The Manomet Center for Conservation Sciences this month released a birding guide to sites that are at risk from climate change.
Final Flight: 10 Northeastern Birding Spots At Risk From Climate Change identified iconic birding sites in which the habitat or the bird populations are threatened by increasing temperatures, rising sea levels and other climate change impacts.
Manomet Banding Director Trevor Lloyd-Evans and Communications Director David McGlinchey authored the book. Lloyd-Evans has led Manomet’s bird banding operation since 1972, and his field experience has taken him throughout New England, Europe and Central America.

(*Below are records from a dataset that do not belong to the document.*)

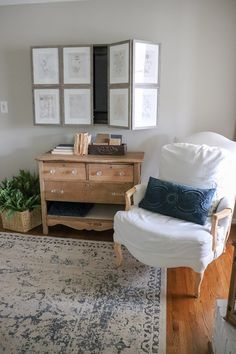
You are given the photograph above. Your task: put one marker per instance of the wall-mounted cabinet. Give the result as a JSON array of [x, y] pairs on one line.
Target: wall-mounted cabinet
[[115, 85]]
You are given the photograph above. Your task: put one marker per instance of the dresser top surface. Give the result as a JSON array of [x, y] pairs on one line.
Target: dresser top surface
[[129, 157]]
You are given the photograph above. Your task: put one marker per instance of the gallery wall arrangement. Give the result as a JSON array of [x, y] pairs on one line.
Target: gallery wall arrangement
[[115, 85]]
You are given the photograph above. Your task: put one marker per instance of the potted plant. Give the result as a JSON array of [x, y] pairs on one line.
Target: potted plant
[[20, 202]]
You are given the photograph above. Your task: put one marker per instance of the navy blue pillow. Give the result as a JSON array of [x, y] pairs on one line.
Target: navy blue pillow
[[179, 201]]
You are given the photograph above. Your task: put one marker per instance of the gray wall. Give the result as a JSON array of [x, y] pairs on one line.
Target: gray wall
[[198, 68]]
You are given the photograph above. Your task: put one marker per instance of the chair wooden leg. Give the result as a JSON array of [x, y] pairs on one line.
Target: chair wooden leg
[[198, 282], [118, 253]]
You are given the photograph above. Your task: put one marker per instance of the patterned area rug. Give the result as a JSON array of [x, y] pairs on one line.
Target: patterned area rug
[[67, 296]]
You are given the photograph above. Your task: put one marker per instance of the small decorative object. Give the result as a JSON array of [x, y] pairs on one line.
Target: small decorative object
[[20, 202], [82, 141], [107, 149], [231, 307]]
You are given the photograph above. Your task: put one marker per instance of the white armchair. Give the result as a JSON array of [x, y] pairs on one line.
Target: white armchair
[[204, 160]]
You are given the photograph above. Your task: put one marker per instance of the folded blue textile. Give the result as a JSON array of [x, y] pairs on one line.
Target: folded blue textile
[[69, 208]]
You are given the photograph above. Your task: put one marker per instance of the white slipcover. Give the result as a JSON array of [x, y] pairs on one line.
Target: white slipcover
[[163, 241]]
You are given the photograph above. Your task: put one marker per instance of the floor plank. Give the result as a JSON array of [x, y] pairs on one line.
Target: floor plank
[[189, 320]]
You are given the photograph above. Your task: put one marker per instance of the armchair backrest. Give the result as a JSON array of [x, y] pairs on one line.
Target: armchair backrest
[[200, 166]]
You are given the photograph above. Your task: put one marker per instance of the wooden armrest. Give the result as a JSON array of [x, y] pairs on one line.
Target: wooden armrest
[[128, 196], [215, 219]]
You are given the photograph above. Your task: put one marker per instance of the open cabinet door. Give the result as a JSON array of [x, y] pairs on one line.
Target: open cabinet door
[[145, 88], [77, 85], [119, 84]]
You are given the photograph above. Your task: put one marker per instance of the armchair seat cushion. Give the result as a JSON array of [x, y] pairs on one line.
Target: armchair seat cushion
[[140, 229]]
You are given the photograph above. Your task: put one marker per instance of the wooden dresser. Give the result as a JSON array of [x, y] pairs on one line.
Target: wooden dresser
[[102, 180]]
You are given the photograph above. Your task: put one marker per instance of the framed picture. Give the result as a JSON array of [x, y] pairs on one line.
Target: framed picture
[[119, 63], [77, 106], [46, 106], [145, 108], [77, 65], [146, 63], [45, 64], [119, 107]]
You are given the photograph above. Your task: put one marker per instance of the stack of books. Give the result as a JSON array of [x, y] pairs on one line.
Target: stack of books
[[82, 141], [63, 149], [106, 139]]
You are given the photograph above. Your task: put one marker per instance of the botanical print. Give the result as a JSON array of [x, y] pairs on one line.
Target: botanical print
[[47, 109], [146, 63], [47, 106], [119, 63], [119, 107], [76, 65], [45, 65], [145, 112], [77, 106]]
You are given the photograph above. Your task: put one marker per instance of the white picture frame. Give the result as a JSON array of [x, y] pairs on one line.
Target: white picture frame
[[146, 63], [77, 106], [77, 65], [45, 65], [47, 106], [145, 108], [119, 107], [119, 63]]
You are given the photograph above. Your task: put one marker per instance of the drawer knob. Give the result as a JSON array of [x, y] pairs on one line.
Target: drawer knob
[[117, 194]]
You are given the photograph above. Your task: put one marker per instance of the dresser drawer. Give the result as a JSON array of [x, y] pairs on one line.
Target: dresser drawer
[[64, 171], [113, 193], [111, 173]]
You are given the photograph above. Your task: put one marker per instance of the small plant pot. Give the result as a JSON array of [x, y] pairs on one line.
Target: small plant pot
[[22, 221]]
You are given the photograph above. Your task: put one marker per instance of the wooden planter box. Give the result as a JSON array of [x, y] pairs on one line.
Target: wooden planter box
[[22, 221]]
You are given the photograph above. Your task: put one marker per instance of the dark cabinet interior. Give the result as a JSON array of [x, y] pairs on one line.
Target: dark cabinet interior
[[100, 85]]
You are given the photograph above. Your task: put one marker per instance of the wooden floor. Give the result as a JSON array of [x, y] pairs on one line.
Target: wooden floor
[[189, 320]]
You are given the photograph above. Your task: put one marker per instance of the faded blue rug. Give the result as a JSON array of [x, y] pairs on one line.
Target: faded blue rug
[[67, 296]]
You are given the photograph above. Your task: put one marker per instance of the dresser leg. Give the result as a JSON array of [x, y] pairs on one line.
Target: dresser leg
[[45, 229], [118, 253]]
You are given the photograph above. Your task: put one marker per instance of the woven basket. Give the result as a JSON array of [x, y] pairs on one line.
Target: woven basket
[[22, 221]]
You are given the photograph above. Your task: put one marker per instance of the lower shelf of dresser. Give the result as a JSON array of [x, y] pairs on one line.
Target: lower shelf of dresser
[[99, 218]]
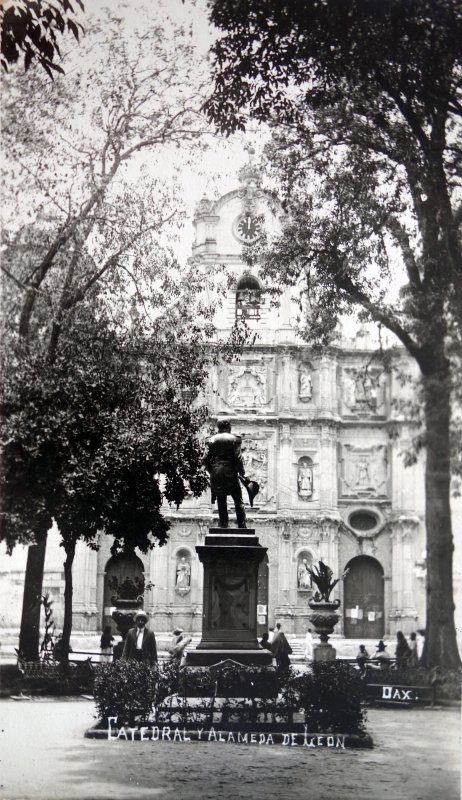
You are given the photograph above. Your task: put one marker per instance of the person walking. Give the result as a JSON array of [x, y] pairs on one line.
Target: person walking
[[281, 648], [361, 659], [413, 657], [178, 645], [382, 655], [402, 651], [106, 645], [265, 643], [309, 645], [140, 644]]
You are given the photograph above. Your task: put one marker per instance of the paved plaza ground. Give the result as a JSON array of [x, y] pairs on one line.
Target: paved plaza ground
[[44, 756]]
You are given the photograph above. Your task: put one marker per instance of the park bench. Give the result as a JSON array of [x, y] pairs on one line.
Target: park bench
[[31, 670]]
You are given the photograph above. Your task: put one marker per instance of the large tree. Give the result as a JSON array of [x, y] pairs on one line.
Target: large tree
[[364, 99], [85, 222], [33, 28]]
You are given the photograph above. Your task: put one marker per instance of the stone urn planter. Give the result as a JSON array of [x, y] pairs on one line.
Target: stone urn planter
[[324, 618], [324, 615]]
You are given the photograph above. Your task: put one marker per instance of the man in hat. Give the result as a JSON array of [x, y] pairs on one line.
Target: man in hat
[[140, 644], [223, 461], [381, 656]]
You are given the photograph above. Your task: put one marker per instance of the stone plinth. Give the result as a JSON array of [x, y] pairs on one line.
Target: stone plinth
[[231, 557]]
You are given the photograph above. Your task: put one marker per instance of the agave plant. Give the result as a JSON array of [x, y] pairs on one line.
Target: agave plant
[[322, 579]]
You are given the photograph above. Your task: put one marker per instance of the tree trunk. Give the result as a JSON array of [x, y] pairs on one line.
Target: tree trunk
[[29, 637], [68, 592], [440, 639]]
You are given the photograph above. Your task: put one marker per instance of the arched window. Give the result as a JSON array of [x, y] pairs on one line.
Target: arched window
[[248, 298]]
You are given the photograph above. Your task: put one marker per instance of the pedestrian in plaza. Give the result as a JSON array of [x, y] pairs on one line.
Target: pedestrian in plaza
[[382, 656], [281, 648], [413, 658], [177, 645], [106, 645], [420, 643], [402, 651], [265, 643], [140, 644], [361, 659], [309, 645]]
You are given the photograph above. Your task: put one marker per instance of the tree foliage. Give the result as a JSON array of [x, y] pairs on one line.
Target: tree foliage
[[364, 102], [33, 28], [104, 329]]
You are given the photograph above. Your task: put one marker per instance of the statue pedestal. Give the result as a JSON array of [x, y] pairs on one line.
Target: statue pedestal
[[231, 557]]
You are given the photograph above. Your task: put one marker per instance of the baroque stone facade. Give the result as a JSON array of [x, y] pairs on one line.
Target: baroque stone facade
[[315, 433]]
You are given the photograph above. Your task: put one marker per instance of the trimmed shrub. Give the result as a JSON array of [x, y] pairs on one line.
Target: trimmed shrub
[[331, 696], [126, 690]]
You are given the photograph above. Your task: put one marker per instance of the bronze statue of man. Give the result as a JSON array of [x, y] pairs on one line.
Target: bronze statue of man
[[223, 461]]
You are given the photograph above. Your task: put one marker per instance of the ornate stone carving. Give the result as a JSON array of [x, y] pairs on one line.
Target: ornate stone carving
[[183, 576], [363, 391], [183, 532], [304, 561], [305, 384], [204, 207], [305, 479], [364, 471], [247, 387], [285, 432], [255, 458]]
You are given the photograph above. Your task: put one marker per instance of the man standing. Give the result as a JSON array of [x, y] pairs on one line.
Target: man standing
[[223, 461], [281, 648], [140, 644]]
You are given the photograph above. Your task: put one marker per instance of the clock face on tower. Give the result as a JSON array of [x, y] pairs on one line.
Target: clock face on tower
[[247, 227]]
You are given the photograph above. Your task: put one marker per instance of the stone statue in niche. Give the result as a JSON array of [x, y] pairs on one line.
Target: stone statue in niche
[[303, 575], [183, 574], [363, 478], [255, 458], [305, 479], [364, 471], [305, 384], [365, 391], [247, 389]]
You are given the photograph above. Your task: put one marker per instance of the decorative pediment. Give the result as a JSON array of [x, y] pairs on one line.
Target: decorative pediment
[[364, 471]]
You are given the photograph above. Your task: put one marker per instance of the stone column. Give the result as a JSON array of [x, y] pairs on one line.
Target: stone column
[[403, 613], [85, 610], [284, 468]]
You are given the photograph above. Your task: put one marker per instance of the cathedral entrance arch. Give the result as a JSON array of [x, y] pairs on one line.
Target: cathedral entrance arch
[[364, 599], [123, 584]]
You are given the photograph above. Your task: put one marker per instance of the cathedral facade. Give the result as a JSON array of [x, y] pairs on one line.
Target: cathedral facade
[[316, 435]]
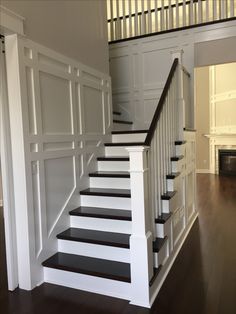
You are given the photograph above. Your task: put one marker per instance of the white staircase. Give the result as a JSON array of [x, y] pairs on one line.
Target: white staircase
[[117, 243]]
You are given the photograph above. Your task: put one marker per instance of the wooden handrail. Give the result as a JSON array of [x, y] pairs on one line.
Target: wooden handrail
[[166, 7], [161, 103]]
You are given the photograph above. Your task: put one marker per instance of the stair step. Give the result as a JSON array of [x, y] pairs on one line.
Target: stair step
[[124, 144], [172, 175], [158, 244], [110, 174], [177, 158], [129, 132], [122, 122], [168, 195], [96, 237], [155, 274], [163, 218], [90, 266], [113, 158], [180, 142], [116, 113], [103, 213], [106, 192]]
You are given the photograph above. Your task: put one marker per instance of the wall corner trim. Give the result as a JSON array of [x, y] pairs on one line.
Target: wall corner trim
[[11, 22]]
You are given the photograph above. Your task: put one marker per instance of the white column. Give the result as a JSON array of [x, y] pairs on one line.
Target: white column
[[141, 238], [181, 103]]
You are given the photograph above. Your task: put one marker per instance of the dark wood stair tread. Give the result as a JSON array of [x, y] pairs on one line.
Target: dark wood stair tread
[[168, 195], [122, 121], [102, 213], [155, 274], [113, 158], [172, 175], [96, 237], [180, 142], [90, 266], [125, 144], [106, 192], [110, 174], [116, 113], [176, 158], [163, 218], [158, 244], [129, 132]]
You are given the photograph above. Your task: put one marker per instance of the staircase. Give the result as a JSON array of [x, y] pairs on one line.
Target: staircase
[[97, 253]]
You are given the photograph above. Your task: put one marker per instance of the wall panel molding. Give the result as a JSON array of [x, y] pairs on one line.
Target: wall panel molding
[[65, 113]]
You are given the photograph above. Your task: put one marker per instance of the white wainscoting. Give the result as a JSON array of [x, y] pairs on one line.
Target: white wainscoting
[[60, 115], [139, 68]]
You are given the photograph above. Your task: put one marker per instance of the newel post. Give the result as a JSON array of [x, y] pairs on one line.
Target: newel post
[[141, 258], [181, 102]]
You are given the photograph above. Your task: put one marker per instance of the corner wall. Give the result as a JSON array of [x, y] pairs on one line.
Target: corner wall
[[77, 29]]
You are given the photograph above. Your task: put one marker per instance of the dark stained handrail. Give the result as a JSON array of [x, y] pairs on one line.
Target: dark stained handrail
[[161, 103]]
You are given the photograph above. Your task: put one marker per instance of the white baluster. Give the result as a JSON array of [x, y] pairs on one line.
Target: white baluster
[[149, 17], [199, 11], [162, 14], [231, 8], [207, 11], [184, 12], [124, 19], [136, 32], [191, 12], [177, 13], [112, 20]]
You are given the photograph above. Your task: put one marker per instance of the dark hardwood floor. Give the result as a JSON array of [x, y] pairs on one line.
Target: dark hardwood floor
[[201, 281]]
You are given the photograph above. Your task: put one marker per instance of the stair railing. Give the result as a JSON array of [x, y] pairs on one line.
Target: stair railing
[[163, 132], [131, 18], [149, 165]]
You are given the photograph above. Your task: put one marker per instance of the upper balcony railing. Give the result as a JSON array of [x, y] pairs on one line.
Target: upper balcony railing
[[133, 18]]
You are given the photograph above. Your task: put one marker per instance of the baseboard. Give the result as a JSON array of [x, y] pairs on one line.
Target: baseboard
[[167, 267], [203, 171]]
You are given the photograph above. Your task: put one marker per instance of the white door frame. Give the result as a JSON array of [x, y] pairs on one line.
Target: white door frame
[[10, 23]]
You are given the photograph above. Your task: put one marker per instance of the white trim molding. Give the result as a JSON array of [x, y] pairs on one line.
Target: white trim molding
[[203, 171], [11, 22]]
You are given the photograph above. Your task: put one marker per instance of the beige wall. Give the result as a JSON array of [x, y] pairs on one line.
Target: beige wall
[[77, 29], [202, 116], [215, 52]]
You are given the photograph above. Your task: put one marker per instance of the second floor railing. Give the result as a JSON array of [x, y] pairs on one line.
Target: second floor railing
[[131, 18]]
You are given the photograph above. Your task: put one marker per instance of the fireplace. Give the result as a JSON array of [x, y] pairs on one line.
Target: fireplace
[[227, 162]]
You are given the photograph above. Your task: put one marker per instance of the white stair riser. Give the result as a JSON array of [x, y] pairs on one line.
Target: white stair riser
[[106, 202], [112, 183], [180, 149], [116, 151], [88, 283], [113, 165], [173, 184], [163, 230], [109, 225], [121, 126], [136, 137], [94, 250], [161, 257], [171, 205]]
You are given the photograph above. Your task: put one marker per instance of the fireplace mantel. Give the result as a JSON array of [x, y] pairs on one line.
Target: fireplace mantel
[[219, 141]]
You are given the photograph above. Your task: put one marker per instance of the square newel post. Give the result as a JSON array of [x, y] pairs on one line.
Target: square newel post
[[141, 255], [181, 102]]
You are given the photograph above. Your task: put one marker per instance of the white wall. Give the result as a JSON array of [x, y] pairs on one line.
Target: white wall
[[60, 115], [139, 67], [77, 29]]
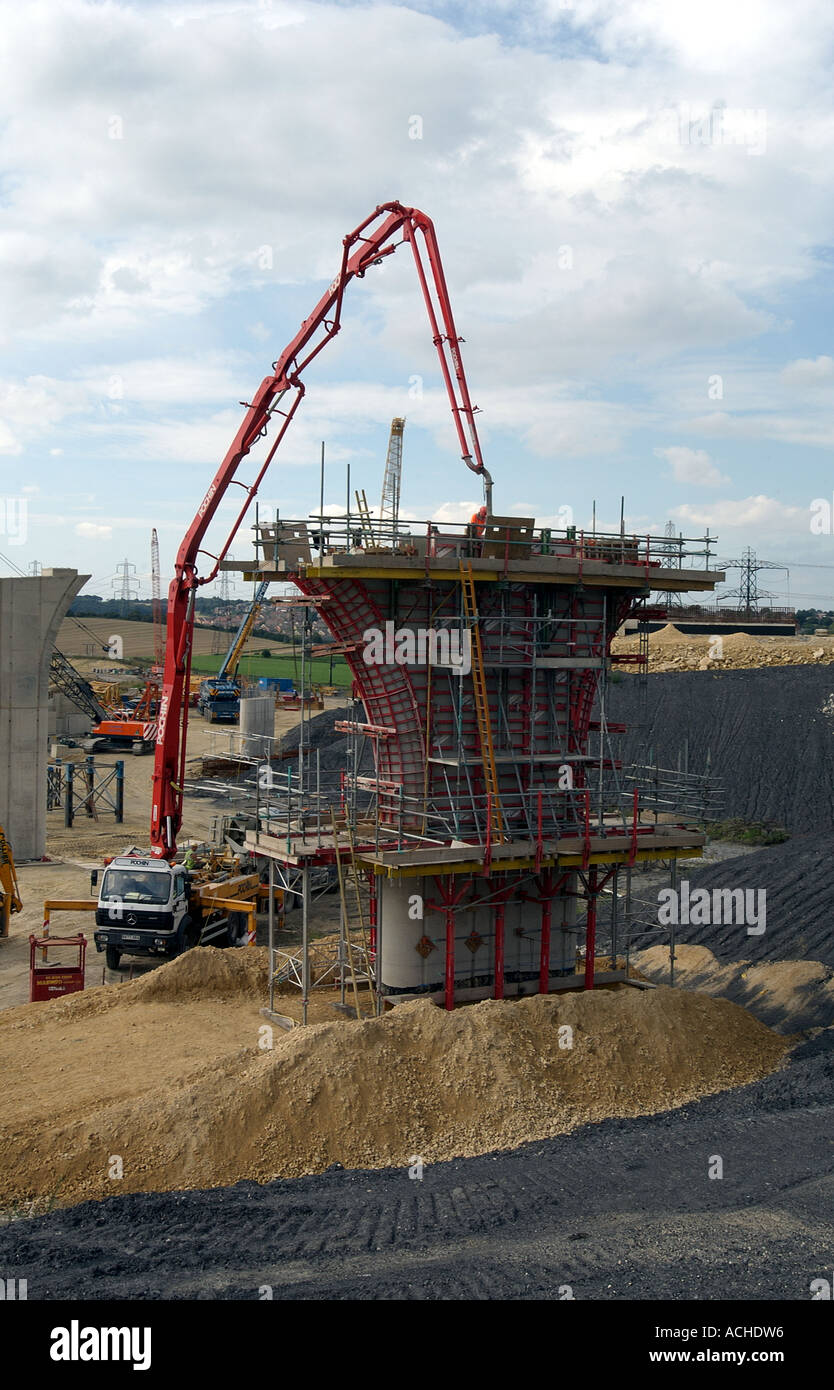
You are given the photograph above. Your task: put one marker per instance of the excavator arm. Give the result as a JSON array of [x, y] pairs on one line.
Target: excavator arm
[[280, 395]]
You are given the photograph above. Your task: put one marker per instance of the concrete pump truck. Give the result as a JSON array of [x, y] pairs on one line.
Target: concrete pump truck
[[152, 902]]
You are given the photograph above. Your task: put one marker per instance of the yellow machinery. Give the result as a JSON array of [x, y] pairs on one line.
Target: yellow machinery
[[10, 897]]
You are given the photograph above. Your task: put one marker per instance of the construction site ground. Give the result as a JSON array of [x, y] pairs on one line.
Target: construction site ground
[[293, 1165]]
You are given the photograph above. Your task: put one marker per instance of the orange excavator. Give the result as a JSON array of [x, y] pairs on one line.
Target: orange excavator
[[10, 895]]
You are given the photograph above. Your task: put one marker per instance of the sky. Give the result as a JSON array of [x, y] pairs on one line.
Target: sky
[[634, 207]]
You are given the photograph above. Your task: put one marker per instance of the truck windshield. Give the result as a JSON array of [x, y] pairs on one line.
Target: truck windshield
[[134, 886]]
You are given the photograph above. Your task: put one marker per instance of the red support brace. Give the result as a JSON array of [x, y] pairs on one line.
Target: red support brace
[[591, 930]]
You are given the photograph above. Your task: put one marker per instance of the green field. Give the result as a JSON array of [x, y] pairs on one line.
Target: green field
[[317, 672]]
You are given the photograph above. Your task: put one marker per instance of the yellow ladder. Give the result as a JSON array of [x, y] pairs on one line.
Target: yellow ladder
[[367, 526], [349, 922], [470, 608]]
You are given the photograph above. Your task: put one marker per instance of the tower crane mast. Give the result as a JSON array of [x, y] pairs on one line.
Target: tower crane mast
[[394, 473]]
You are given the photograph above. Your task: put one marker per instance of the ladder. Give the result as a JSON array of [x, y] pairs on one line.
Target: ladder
[[470, 608], [364, 516], [356, 918]]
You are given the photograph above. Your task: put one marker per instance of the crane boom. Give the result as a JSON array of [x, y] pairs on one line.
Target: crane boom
[[156, 594], [364, 246]]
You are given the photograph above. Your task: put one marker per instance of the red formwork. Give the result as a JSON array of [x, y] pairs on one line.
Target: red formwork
[[50, 982]]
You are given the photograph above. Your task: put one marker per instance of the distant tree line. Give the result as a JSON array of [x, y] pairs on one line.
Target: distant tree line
[[809, 619]]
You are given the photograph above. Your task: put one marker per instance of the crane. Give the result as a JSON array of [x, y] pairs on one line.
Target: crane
[[220, 695], [394, 471], [232, 658], [362, 249]]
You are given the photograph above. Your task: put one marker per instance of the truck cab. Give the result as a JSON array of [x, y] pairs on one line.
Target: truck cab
[[220, 701], [143, 909]]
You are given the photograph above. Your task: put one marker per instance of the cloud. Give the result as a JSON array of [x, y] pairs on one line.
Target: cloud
[[751, 513], [816, 431], [809, 373], [692, 466]]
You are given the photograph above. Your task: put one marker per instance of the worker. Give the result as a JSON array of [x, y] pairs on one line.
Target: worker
[[478, 521], [477, 527]]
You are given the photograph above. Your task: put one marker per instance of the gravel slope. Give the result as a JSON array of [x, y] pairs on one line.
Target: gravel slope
[[770, 740], [619, 1209]]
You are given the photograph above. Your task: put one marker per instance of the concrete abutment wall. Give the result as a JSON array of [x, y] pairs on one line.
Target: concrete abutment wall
[[31, 612]]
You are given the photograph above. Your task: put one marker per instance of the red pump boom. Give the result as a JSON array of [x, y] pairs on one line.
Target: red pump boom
[[360, 249]]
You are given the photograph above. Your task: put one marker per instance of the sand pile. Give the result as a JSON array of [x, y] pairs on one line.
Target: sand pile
[[788, 995], [180, 1089]]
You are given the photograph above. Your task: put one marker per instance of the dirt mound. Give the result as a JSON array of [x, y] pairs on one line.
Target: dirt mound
[[181, 1091], [788, 995], [670, 635], [206, 973]]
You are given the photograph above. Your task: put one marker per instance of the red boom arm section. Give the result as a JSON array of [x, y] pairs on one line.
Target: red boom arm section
[[360, 249]]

“When Manomet began collecting landbird data in the late 1960s, we didn’t know that we would be detecting climate change,” Lloyd-Evans said. “We are able to look back on over four decades of data which illustrate that some species are able to adapt while other species are not. We wrote the book to bring attention to the impacts that climate change is having on birds and their habitats and the fact that these changes are happening not only in the Arctic, but also in the birding spots which are dear to us and in our own backyards.”
The book builds on 47 years of landbird banding data and extensive Manomet Center research on climate change impact to wildlife and habitats.
“Our list is not comprehensive, but we have highlighted 10 spots in the northeast that are both particularly good for birding and particularly vulnerable to the effects of a warming climate,” Lloyd-Evans said.